Bitcoin Price Update: Are We Seeing a Quiet Period Before Volatility?
An analysis of Bitcoin's current market status, highlighting key resistance and support levels amid recent price movements.
Bitcoin is currently trading within a range, displaying signs of consolidation rather than following a distinct trend. Recent price actions indicate reduced momentum, as the market interacts with nearby liquidity and technical levels.
Technical Analysis
Daily Chart
From the daily perspective, Bitcoin is still positioned below a clearly identified descending trendline that has acted as ongoing resistance during its recent downturn. Attempts to reclaim higher price points have consistently been thwarted by this trendline, validating that sellers remain active in fending off rallies.
Currently, prices are consolidating beneath a crucial supply zone around the $95K mark, a region where previous declines have taken place. This zone is critical due to its alignment with a decision point, emphasizing its role as a significant resistance area. As long as Bitcoin trades below this level, upward movements are likely to be corrective rather than impulsive.
On the downside, the principal daily support hovers around the $80K level. This price point has recently absorbed selling pressure, establishing itself as a temporary base that prevents a decline into deeper support. A daily close below this vicinity would compromise the current market structure, potentially leading to another downturn.
Overall, the daily chart illustrates a consolidating market beneath resistance, indicating that traders should exercise patience until a clear breakout or breakdown occurs.
Daily Chart
4-Hour Chart
In the 4-hour timeframe, Bitcoin is caught in a compressed structure following a steep decline from its recent peaks. It has established a rising corrective pattern within the broader downward trend and has recently dipped below this structure.
Recent efforts to gain ground have faltered near the $90K level, where short-term sellers have intervened consistently. This resulted in a lack of momentum and a retention of sideways-to-downward price action. The failure to reclaim the descending trendline suggests that bullish momentum is currently weak.
If Bitcoin can’t maintain its position above the existing consolidation range and slips beneath $85K, the downward pressure might intensify towards lower daily support.
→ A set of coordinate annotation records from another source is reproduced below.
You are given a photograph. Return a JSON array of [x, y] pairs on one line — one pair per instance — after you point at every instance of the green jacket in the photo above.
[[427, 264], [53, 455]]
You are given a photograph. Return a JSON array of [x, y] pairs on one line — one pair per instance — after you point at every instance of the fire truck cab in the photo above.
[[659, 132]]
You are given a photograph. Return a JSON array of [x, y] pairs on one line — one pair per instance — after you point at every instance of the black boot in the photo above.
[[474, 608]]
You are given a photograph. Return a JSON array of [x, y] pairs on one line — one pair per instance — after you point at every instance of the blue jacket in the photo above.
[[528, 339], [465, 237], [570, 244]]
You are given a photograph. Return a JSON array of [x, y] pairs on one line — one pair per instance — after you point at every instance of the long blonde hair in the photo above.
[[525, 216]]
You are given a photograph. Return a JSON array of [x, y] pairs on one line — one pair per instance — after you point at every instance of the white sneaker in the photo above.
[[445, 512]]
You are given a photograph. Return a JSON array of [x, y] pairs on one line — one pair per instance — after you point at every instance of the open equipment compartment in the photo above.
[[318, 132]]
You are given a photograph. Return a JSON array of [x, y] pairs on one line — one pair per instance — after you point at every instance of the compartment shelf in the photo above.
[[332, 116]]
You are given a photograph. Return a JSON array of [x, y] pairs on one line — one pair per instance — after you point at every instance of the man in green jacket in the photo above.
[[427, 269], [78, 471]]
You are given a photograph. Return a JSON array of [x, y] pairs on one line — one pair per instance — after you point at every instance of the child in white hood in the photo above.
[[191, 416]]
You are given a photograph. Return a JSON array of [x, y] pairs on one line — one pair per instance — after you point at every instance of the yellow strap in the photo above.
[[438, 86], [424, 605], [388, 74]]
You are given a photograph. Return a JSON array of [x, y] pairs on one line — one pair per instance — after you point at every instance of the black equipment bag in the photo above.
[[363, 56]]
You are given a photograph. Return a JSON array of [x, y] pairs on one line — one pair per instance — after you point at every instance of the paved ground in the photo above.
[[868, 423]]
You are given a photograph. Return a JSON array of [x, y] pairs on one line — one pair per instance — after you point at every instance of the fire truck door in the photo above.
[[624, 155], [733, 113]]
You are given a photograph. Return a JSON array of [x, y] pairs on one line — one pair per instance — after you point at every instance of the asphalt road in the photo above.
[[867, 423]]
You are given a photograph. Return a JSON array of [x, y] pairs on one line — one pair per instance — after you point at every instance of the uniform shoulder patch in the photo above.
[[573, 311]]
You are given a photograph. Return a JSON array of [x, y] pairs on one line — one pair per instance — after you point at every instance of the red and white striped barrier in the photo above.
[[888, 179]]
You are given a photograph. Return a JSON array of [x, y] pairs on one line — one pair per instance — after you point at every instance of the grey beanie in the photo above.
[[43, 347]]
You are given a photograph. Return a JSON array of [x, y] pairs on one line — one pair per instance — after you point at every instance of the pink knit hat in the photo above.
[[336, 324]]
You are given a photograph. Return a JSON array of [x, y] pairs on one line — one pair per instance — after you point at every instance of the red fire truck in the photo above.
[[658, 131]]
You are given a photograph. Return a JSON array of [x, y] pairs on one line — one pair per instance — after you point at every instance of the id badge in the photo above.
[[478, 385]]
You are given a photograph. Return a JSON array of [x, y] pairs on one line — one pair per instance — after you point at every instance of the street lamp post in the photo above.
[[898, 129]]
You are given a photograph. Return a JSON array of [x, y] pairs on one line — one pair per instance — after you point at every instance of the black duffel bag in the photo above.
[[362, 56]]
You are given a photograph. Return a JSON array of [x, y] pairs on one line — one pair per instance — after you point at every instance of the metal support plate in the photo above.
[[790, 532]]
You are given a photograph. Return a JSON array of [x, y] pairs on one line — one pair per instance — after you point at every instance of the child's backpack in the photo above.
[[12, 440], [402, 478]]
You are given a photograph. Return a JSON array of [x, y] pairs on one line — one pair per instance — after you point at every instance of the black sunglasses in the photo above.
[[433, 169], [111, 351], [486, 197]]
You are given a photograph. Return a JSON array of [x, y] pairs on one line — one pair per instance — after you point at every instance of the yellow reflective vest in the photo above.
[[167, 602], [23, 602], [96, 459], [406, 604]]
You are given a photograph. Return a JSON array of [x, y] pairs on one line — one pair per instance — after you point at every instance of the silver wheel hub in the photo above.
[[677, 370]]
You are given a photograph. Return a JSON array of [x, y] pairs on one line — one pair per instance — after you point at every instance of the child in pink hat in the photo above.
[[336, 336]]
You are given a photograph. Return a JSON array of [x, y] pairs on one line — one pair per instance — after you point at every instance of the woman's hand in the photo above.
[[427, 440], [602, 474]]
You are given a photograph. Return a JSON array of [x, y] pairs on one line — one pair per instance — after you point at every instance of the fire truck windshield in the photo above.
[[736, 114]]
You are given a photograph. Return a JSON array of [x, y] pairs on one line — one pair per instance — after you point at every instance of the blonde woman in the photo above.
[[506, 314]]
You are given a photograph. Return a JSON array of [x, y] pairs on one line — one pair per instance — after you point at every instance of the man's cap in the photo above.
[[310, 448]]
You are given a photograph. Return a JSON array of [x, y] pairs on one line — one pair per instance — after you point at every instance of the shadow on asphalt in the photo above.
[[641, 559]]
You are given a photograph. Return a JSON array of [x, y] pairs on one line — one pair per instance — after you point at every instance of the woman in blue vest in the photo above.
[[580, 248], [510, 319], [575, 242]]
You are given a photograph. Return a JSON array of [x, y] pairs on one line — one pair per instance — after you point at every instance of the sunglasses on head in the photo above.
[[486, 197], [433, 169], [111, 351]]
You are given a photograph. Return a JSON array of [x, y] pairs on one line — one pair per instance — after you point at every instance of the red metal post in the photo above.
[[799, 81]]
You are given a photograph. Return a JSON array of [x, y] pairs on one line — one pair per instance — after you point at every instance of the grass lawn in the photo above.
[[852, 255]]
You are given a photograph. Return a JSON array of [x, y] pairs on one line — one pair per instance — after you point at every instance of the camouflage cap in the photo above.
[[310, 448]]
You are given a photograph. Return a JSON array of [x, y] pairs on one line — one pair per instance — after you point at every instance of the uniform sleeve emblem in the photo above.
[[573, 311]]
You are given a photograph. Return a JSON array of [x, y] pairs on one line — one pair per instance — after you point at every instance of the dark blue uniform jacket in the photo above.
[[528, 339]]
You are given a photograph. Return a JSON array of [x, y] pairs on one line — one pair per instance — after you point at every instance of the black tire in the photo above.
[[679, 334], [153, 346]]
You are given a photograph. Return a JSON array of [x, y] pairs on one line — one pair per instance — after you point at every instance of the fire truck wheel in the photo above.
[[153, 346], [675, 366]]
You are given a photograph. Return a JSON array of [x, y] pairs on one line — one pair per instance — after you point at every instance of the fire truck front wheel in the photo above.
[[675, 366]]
Conversely, a solid reclaim and retention above $90K would be necessary to shift the short-term momentum and challenge higher resistance levels.
4-Hour Chart
Sentiment Analysis
The two-week Bitcoin liquidation heatmap reveals a substantial liquidity cluster positioned just above the $90K level. This zone stands out as a heavy concentration of leveraged positions, indicating a heightened likelihood of price interaction within this area.
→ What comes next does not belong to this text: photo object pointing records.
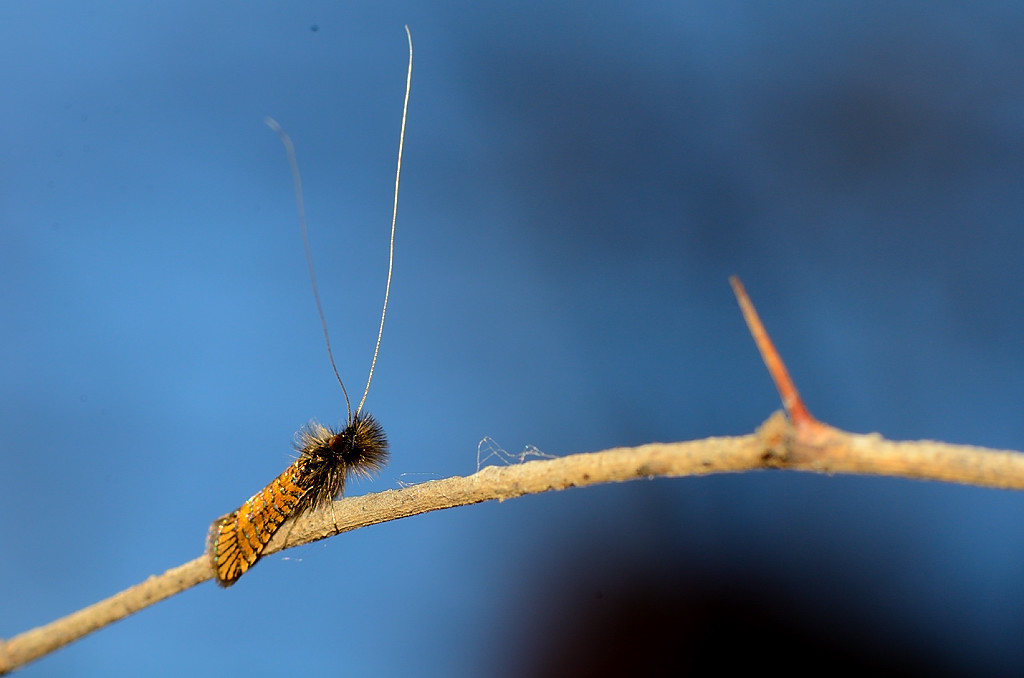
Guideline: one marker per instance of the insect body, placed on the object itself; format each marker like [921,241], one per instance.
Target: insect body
[326,458]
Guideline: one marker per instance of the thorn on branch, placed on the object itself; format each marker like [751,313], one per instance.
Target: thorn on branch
[809,429]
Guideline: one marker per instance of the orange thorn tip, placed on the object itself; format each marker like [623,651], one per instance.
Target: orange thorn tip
[795,408]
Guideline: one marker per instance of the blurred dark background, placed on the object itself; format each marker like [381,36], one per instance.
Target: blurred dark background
[580,181]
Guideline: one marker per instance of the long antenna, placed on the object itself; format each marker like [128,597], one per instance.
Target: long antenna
[394,217]
[297,179]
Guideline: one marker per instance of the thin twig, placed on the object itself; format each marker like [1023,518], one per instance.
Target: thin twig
[776,445]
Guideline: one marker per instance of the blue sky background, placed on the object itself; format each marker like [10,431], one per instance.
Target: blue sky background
[580,180]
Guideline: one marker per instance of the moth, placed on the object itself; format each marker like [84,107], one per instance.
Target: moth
[327,458]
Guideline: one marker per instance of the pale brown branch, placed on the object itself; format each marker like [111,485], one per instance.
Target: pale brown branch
[776,445]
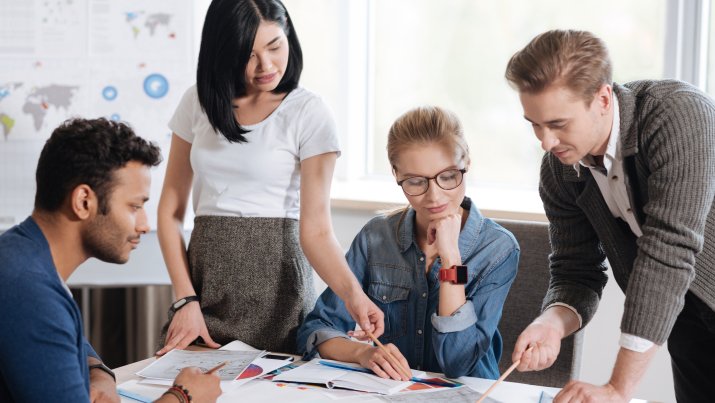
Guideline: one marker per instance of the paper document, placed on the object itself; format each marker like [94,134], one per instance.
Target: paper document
[452,395]
[313,372]
[169,366]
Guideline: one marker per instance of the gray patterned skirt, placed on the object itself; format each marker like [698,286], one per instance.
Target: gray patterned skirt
[254,282]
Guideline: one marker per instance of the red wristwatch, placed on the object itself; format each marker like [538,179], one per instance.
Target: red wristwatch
[456,274]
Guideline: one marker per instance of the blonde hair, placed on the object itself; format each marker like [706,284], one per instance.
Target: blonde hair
[577,59]
[427,125]
[421,126]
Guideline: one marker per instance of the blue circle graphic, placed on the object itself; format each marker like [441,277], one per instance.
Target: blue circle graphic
[109,93]
[156,85]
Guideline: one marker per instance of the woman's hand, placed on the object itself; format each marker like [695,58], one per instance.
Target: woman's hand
[376,360]
[444,234]
[201,386]
[365,313]
[186,326]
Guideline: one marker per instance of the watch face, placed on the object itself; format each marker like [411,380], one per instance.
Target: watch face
[461,274]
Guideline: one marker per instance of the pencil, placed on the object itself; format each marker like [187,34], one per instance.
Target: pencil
[393,361]
[501,378]
[216,368]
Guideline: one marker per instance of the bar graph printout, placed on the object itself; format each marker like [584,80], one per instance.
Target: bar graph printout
[168,366]
[453,395]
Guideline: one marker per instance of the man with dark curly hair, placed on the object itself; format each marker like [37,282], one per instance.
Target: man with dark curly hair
[93,178]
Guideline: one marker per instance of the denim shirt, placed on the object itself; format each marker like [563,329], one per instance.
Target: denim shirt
[391,268]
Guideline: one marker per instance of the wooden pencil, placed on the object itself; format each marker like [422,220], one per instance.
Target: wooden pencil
[501,378]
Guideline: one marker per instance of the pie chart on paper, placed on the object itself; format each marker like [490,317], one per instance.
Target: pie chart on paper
[250,371]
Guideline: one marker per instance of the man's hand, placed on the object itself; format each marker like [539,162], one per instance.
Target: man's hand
[580,392]
[187,325]
[367,315]
[545,343]
[544,335]
[102,388]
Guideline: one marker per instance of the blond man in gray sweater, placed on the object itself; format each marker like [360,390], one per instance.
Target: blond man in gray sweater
[629,176]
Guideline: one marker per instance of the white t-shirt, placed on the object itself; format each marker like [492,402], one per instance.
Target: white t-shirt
[260,178]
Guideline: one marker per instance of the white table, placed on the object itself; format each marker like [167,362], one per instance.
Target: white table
[268,392]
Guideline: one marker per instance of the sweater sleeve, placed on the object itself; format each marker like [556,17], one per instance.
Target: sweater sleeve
[40,344]
[680,148]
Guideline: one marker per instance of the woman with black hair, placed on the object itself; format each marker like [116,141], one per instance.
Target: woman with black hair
[260,152]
Rather than indicating an immediate upward continuation, this liquidity cluster implies a potential absorption area. When the asset approaches this zone, it may result in liquidations and forced closure of positions, allowing larger market players to absorb liquidity rather than facilitating a sustained breakout. Such activity aligns with range-bound or corrective market conditions rather than trend expansions.
Until the liquidity above $90K is significantly cleared and the price demonstrates strong acceptance above this zone, Bitcoin remains susceptible to further consolidation or potential renewed downturns. The presence of untested liquidity below the present price keeps the risk of a more profound sweep towards lower demand zones an ongoing concern.
In conclusion, Bitcoin is navigating between technical resistance and concentrated liquidity levels. Without a decisive structural change, the market appears to be in a neutral-to-bearish state, with price movements likely to respond to the immediate liquidity before any definitive directional move arises.